MultiQC icon indicating copy to clipboard operation
MultiQC copied to clipboard

Picard Target Region Coverage hard to read

Open Redmar-van-den-Berg opened this issue 2 years ago • 6 comments

Description of bug

In recent versions of picard CollectHsMetrics (>2.23.8), PCT_TARGET_BASES is reported up to 100000x coverage, to support high depth amplicon sequencing (see https://github.com/broadinstitute/picard/pull/1542)

However, this extends the x-axis of the MultiQC graph up to 100.000, when most 'regular' sequencing project have a coverage around 100x.

MultiQC graph for picard 2.23.5 image

MultiQC graph for picard 2.26.10 (same data) image

File that triggers the error

No response

MultiQC Error log

No response

Redmar-van-den-Berg avatar Feb 09 '22 13:02 Redmar-van-den-Berg

MultiQC graph for picard 2.26.10 (same data), with the code from https://github.com/ewels/MultiQC/pull/1626. Note that the x-axis now logarithmic. image

Redmar-van-den-Berg avatar Feb 14 '22 04:02 Redmar-van-den-Berg

We've come across something similar with InsertSizeMetrics and WgsMetrics before and have these config options as a result:

https://multiqc.info/docs/#insertsizemetrics https://multiqc.info/docs/#wgsmetrics

Instead of a new solution, could we mimic the same pattern for this module for consistency?
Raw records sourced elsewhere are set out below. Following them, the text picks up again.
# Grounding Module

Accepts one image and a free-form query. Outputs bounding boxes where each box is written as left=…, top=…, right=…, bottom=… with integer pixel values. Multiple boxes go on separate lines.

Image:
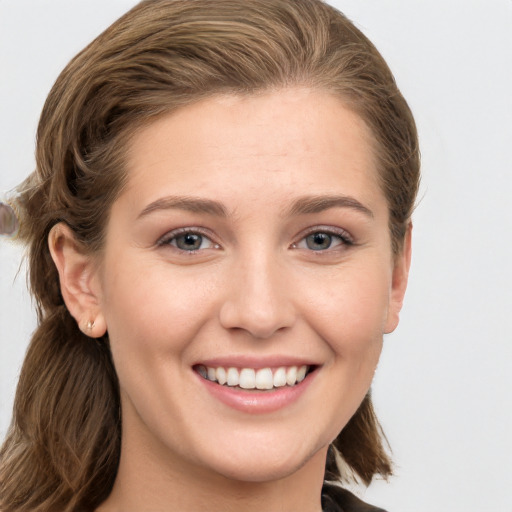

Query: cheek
left=100, top=256, right=220, bottom=358
left=300, top=260, right=392, bottom=352
left=304, top=264, right=389, bottom=436
left=99, top=258, right=220, bottom=420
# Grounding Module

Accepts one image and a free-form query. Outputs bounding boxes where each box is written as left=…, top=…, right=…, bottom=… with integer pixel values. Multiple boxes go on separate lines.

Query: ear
left=48, top=223, right=107, bottom=338
left=384, top=223, right=412, bottom=334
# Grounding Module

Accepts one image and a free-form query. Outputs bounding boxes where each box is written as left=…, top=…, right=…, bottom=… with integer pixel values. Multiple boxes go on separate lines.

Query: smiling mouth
left=194, top=364, right=314, bottom=391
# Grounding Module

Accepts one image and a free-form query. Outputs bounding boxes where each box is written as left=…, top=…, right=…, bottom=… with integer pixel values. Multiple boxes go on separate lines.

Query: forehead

ewels avatar Feb 22 '22 10:02 ewels

I can add the config options for consistency, but I would still like to keep the default behaviour as is. That way, a regular 'naive' user will get the third plot by default, but they are free to modify it using the fold_coverage_xmax option. Otherwise, they will get the second plot by default, which would make MultiQC more difficult to use for anyone but power users.

Redmar-van-den-Berg avatar Feb 23 '22 09:02 Redmar-van-den-Berg

I'm sure that MultiQC has functionality to cut off long tails for plots though 🤔 That's what I was originally thinking about with the above post. I'm sure that there is some function or config to set the xmax automatically based on say 90% of the data. Need to sit down and try to find this again..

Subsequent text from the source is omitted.